Waging Peace During Advent

Updated: Dec 16, 2020

Dear Friends,


Happy chilly December day to you! We hope you and your families are well on this bright morning.


It is the second week of Advent, and our friend Fleming Rutledge is helping to orient us to the grace and truth of this season between Jesus’ coming and Jesus’ coming back.

In her book, Rutledge remarks how out of place it can seem that on the second Sunday of Advent we meet John the Baptist, crying in the wilderness for people to “Repent!” It’s hardly a traditional Christmas-y story, but there is something powerful here for the people of Israel to notice, if they are paying attention.


Over 450 years before John the Baptist, Malachi, who is Israel’s final post-exile prophet, has promised God’s people that God will send a new Elijah to call the people to repentance before “the great and terrifying day of the Lord arrives.”


We can see now that John the Baptist is this Elijah, this new prophet announcing God’s imminent coming. But only those who were paying attention could see it then.

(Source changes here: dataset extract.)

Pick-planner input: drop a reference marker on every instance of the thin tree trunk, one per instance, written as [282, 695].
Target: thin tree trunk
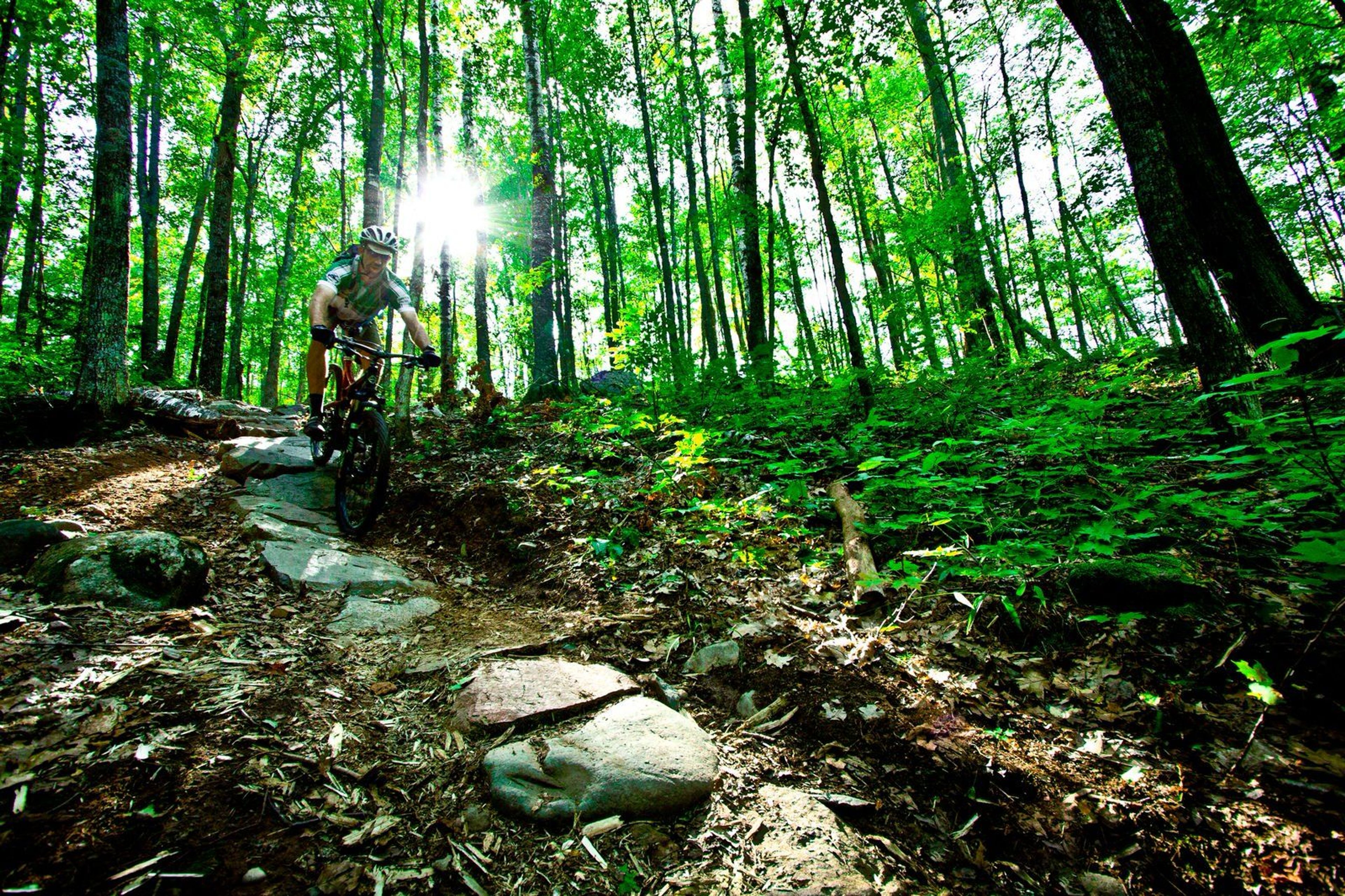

For context, remember that Israel was in a mess when Malachi prophesied--they were lax in their worship, mad at God, worn out on hoping for restoration, and generally suspicious of all that God had promised.


This same Israel was in a mess 450 years later when John the Baptist showed up--they were trading favors with the Romans, turning worship into profit, and divided bitterly within themselves, even as they failed to do justice among their own.


Are we in a mess, too, in our in-between time world? Do we find ourselves suspicious of God and subject to worn-out patience muscles? Do the troubles in our inner lives, our families, or our world cause us to want to do the things people have always done when they give up...to wantonly indulge appetites, to become contemptuous or suspicious, to blame God, or to seek peace in false promises?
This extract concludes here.